Ora arriva l’ennesimo richiamo ufficiale da parte della Comunità Europea, affinché il nostro Paese colmi la lacuna in tema di diritti civili, che impedisce a migliaia di persone di determinare il proprio futuro in comune a prescindere dalle proprie preferenze personali. Al momento, infatti, 19 Paesi membri della Ue hanno una disciplina chiara sulle unioni omosessuali, mentre l'Italia è fra i 9 che ancora non hanno legiferato (

Il Parlamento Europeo ha dunque approvato una relazione che chiede ai 9 Paesi Europei che non hanno leggi in materia di “considerare di varare delle leggi che istituiscano unioni e matrimoni fra persone dello stesso sesso”. Si tratta di una risoluzione non vincolante nella quale compaiono parole chiare sulla necessità di “tutelare i diritti fondamentali delle persone gay, lesbiche, transgender, bisessuali e intersessuali”.

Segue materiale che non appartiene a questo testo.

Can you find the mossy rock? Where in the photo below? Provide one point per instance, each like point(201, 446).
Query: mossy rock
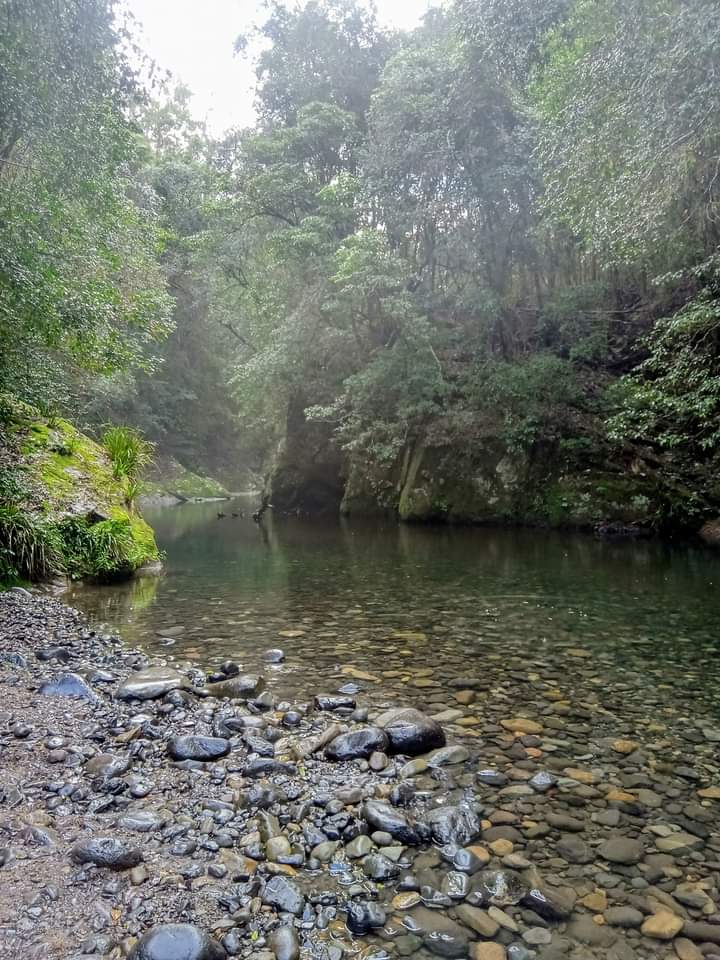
point(69, 488)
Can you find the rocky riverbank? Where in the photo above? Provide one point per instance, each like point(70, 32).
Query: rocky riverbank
point(155, 812)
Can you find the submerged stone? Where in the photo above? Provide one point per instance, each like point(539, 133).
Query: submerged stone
point(151, 683)
point(177, 941)
point(411, 732)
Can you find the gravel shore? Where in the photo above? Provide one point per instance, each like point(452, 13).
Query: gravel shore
point(154, 812)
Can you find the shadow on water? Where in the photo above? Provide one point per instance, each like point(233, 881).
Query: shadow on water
point(232, 588)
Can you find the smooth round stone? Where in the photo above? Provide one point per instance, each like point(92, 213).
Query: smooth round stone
point(365, 916)
point(107, 765)
point(359, 847)
point(151, 683)
point(68, 685)
point(619, 849)
point(411, 732)
point(357, 744)
point(177, 941)
point(284, 943)
point(274, 655)
point(106, 852)
point(203, 749)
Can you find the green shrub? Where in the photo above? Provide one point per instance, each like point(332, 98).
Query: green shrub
point(103, 550)
point(131, 454)
point(31, 547)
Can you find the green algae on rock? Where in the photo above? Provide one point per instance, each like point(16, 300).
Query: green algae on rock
point(64, 511)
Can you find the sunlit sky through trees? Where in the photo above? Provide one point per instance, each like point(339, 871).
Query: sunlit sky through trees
point(194, 40)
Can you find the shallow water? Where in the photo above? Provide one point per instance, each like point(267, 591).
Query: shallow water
point(419, 608)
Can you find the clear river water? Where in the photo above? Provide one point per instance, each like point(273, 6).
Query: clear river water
point(415, 607)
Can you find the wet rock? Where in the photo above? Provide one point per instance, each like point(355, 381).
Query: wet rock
point(336, 702)
point(283, 895)
point(195, 747)
point(177, 941)
point(453, 824)
point(68, 685)
point(364, 916)
point(284, 943)
point(61, 654)
point(477, 920)
point(623, 917)
point(448, 755)
point(107, 765)
point(411, 732)
point(106, 852)
point(381, 816)
point(441, 935)
point(245, 686)
point(502, 888)
point(275, 655)
point(379, 867)
point(358, 744)
point(551, 903)
point(619, 849)
point(662, 925)
point(265, 767)
point(151, 683)
point(574, 850)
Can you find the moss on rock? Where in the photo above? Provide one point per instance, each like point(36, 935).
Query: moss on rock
point(63, 482)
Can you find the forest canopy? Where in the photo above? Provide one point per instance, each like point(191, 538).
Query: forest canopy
point(501, 227)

Come ricorda Il Fatto, con il rapporto approvato, firmato dall’europarlamentare del Movimento 5 Stelle, si chiede alla Commissione Europea di “presentare una proposta di normativa ambiziosa che garantisca il riconoscimento mutuo delle unioni e matrimoni registrati in altri paesi in modo da ridurre gli ostacoli amministrativi e giuridici discriminatori che devono affrontare i cittadini per esercitare il loro diritto alla libera circolazione”.